With more cinema screens planned to open this year, the outlook is promising. New cinemas are planned for Abu Dhabi, Fujairah, Ras Al Khaimah and Dubai.
"There are roughly 240 screens, but this year we might have 260 screens," said John Chahine, the general manger of the UAE branch of the film distributor Italia Film. "It is looking very promising because of more commercial and blockbuster movies that will be released in 2013 as well."
With the fifth instalment in the Die Hard series, Wolverine and The Smurfs 2 all set to be launched this year, local cinemagoers can expect similar if not higher-priced admissions, said Mr Chahine. The UAE's taste for action blockbusters is reflective of general trends worldwide.

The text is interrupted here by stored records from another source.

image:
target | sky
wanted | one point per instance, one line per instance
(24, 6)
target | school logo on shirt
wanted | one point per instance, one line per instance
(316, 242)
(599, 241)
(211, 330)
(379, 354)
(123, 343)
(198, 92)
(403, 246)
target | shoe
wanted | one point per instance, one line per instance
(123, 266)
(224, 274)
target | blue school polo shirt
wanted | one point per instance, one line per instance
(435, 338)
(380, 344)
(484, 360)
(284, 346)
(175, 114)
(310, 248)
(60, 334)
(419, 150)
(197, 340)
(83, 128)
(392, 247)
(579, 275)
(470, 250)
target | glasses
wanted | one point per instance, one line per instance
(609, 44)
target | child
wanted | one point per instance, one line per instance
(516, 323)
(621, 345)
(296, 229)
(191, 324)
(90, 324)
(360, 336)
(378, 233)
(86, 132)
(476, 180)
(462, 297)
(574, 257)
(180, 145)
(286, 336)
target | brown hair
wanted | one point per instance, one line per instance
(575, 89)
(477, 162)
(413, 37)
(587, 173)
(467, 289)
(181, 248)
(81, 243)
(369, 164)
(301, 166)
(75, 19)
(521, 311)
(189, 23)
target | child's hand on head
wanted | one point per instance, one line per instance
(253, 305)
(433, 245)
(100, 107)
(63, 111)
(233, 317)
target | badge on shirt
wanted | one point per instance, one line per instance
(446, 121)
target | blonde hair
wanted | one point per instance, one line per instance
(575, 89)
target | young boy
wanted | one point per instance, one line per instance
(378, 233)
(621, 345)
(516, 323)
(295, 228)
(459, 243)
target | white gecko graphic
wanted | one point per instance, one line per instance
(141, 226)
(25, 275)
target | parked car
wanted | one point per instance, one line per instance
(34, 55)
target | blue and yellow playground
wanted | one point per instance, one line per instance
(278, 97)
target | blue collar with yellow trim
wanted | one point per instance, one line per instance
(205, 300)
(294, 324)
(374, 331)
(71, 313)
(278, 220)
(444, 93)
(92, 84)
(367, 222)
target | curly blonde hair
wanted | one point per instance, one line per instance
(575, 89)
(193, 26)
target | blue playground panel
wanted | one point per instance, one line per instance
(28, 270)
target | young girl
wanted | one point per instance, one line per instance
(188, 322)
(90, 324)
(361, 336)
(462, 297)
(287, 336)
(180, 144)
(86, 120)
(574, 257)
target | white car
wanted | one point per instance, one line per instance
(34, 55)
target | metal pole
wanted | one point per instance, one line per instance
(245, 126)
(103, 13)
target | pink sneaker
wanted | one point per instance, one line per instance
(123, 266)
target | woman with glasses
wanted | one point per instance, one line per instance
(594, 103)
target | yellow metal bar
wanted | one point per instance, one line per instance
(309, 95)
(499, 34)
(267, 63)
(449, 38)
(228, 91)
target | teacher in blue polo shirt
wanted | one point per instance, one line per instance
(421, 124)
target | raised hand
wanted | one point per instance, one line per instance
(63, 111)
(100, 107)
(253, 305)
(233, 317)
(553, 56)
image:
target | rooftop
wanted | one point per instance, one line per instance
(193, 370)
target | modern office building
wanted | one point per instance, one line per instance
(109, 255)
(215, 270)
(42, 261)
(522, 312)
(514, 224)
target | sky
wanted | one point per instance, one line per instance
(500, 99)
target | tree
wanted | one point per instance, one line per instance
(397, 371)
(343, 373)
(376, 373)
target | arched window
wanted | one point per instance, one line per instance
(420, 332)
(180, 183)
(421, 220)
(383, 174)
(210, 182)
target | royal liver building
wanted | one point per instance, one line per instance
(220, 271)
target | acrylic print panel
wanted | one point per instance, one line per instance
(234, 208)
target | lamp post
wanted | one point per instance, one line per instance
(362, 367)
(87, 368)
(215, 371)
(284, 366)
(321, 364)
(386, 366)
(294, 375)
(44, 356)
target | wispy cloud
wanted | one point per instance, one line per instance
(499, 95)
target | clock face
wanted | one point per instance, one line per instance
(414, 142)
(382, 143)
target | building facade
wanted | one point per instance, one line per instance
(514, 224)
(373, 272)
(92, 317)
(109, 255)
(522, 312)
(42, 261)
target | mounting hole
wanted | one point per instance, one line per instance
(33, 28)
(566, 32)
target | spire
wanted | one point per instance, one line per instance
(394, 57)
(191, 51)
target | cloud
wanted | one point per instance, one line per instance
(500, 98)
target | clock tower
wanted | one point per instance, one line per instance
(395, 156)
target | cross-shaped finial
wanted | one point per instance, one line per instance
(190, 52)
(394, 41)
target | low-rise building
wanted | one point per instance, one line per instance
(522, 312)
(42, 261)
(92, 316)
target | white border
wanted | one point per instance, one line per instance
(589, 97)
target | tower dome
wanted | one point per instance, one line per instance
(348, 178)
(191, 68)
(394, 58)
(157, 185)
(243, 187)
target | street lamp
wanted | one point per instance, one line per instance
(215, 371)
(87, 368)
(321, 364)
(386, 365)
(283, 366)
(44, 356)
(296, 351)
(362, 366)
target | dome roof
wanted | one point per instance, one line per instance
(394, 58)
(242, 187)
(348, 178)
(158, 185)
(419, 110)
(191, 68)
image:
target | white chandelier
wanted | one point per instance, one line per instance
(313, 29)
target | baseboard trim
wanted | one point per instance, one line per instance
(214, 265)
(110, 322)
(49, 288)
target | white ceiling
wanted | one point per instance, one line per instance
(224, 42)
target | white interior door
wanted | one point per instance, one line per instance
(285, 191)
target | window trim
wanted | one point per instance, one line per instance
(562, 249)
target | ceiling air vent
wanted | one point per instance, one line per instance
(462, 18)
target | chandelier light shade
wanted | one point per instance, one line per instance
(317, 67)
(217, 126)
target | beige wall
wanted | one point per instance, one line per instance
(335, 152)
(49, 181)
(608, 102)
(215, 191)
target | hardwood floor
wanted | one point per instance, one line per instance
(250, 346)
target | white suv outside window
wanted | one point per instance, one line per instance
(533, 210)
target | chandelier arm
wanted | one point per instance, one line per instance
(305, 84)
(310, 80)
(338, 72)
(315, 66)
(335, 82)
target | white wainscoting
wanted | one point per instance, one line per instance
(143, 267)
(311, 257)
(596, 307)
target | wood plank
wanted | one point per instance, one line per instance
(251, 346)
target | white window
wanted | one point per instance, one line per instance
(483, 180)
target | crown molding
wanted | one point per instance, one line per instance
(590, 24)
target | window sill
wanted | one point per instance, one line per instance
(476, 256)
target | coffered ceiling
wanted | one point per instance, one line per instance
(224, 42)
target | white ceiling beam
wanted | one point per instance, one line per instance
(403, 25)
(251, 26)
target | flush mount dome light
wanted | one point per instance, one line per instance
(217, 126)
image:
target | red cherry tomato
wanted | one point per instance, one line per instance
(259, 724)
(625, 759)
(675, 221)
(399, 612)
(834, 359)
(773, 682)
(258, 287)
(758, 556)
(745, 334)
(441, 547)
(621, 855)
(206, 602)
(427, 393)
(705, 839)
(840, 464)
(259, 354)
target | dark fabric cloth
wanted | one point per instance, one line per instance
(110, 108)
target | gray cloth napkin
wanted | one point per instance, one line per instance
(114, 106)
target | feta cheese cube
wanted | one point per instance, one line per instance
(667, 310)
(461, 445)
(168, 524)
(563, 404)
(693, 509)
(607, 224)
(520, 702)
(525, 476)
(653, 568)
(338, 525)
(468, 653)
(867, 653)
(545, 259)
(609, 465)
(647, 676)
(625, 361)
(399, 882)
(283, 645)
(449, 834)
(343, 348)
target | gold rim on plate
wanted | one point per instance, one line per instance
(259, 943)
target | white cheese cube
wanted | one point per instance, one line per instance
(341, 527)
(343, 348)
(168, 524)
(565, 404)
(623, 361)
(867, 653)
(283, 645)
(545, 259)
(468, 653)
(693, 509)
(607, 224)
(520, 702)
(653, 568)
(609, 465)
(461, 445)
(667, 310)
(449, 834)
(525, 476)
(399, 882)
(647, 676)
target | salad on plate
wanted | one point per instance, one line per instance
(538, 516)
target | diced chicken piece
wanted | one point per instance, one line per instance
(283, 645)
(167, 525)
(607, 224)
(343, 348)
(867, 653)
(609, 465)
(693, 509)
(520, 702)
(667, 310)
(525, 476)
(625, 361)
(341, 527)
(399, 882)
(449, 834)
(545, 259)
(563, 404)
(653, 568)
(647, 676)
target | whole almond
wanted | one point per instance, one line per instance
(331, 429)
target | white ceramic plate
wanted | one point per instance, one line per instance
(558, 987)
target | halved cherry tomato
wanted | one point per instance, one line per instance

The Avengers was the highest grossing film last year with $623m, followed by The Dark Knight Rises with $448m. Hollywood films tend to dominate at the box office in the Emirates. While the UAE is thought to be a big market for Bollywood films, distributors do not publish figures for Indian films.
The best-performing Arabic film was the third instalment of the Egyptian comedy Omar and Salma, featuring the pop star and actor Tamer Hosny. It brought in Dh4.8m with more than 140,000 admissions. The second-best performing Arabic film was X Large, which made Dh4m with 127,000 admissions.
"There is demand for Arabic films. In the past they used to do really big numbers, but now the release dates are delayed in the UAE. [Distributors] are releasing Egyptian films three to four months after Egypt because of scheduling," said Mr Ghraizi.